L'esprit livresque ne venait pas de ses parents. Ils étaient à peine alphabétisés, a déclaré Rabin. Mais il a hérité du zèle juif pour l’éducation, étant diplômé de la prestigieuse Latin School de Boston, où les élèves des écoles publiques doivent apprendre le latin. Après le lycée, Rabin est allé à Harvard mais l'a quitté en 1943 pour s'enrôler dans l'armée. Rabin n’a jamais quitté les États-Unis pendant la Seconde Guerre mondiale. Il est d'abord affecté dans une unité d'artillerie, puis sert de traducteur auprès des pilotes français que l'armée de l'air entraîne.

Après la guerre, il retourna à Harvard grâce au GI Bill. Rabin a déménagé à New York et a étudié l'anthropologie à Columbia mais n'a pas terminé sa thèse de doctorat. Il a pu décrocher un poste d'enseignant au Goddard College, un établissement d'enseignement innovant situé à Plainfield, dans le Vermont, connu pour ses liens avec la contre-culture naissante.

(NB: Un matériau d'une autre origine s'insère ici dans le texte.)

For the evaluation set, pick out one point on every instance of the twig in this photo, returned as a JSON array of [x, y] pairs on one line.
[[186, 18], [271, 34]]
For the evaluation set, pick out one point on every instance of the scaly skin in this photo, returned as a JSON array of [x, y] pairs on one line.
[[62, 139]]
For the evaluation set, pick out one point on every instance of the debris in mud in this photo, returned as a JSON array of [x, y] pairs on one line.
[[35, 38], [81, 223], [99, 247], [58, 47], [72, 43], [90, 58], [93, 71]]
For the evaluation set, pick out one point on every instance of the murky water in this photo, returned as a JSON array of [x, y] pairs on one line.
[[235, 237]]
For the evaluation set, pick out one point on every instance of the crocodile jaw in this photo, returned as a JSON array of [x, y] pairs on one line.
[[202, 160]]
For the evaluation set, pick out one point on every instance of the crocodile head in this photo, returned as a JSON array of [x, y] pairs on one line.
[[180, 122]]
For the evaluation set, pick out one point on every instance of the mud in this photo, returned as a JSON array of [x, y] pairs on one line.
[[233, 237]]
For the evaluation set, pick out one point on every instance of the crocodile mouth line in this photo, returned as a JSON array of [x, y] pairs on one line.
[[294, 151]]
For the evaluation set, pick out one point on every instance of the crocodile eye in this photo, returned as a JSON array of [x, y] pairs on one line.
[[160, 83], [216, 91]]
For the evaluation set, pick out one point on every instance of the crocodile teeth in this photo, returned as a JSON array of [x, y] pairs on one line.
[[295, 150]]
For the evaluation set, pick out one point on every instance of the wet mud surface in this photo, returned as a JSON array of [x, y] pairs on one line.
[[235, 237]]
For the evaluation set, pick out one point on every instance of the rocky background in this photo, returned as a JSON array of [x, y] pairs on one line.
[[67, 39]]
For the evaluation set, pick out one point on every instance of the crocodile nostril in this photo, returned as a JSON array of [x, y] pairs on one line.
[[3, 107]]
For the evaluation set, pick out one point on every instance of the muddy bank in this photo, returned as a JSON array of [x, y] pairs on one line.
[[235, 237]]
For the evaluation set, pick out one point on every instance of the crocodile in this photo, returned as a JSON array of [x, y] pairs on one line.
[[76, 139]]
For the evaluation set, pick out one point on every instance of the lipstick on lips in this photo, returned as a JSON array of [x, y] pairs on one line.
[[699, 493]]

Rabin a été licencié à Goddard en 1977 dans le cadre d'une réduction importante des effectifs de l'école. Lui et sa femme ont décidé d'ouvrir une boulangerie chez eux. Ils ont transporté 70 tonnes de pierre des champs voisins et construit une réplique d'un four paysan au feu de bois du XIXe siècle. (Dans une interview accordée à NPR en 2014, Rabin a décrit la boulangerie familiale comme shmatte technologie.) Le pain au levain des Rabin était si populaire que la Plainfield Food Co-Op voisine limitait le nombre de pains que chaque client pouvait acheter.

La clé d'une longue vie

Rabin attribue sa longévité au régime et à l’exercice. Depuis une vingtaine d’années, il prend chaque matin un petit-déjeuner composé d’avoine entière ou d’orge. Par temps chaud, il coupe du bois de chauffage avec une tronçonneuse, puis le transporte dans la maison dans une brouette. Pendant les mois d’hiver, il monte sur son rameur « dandy » fabriqué au Vermont six jours par semaine et s’entraîne pendant 20 minutes.

Les Rabin n’ont pas de téléviseur chez eux. Ils diffusent des films de The Criterion Channel sur un grand écran d'ordinateur. Le couple a décidé d'annuler leur abonnement Netflix lorsque la société a cessé de lui envoyer des DVD.

Les soirées sont généralement consacrées à la lecture, assis dans leur fauteuil à bascule. Dans le Pelle VT podcast, lorsqu’on a demandé à Rabin quels conseils il donnerait aux jeunes, il a répondu : « Lisez beaucoup ».

« Connaissez les autres siècles », conseilla-t-il. « Apprenez à connaître les autres, à d’autres moments. »

La vie à 100 ans

Dans ses notes autobiographiques, Rabin a évoqué sa « vie réduite », une vie dans laquelle l’oubli « devient de plus en plus grave de mois en mois ».

Rabin a déclaré qu'il était le plus fier de son enfants, qui ont maintenant 55 et 58 ans. Sa fille Nessa est une chanteuse d'opéra qui travaille comme acheteuse de vin et de bière dans une coopérative alimentaire voisine. Sa sœur Hannah est médecin et habite à 50 miles de là. Tous deux étaient à ses côtés lors de la manifestation à Montpellier.

Après l'invasion de l'Irak par les États-Unis, Rabin a manifesté chaque semaine devant un bureau de poste à Montpellier pendant neuf ans. Mais maintenant, à l'âge de 100 ans et se sentant un peu instable, Rabin dit qu'il ne peut pas participer à des manifestations de rue par temps froid.

Mais l'hiver est enfin terminé dans le Vermont et Jules Rabin manifeste désormais chaque semaine à Montpellier. Cela ne dure qu'une demi-heure mais un vieux juif fait quand même l'effort de faire savoir qu'il se passe quelque chose de terrible dans le monde.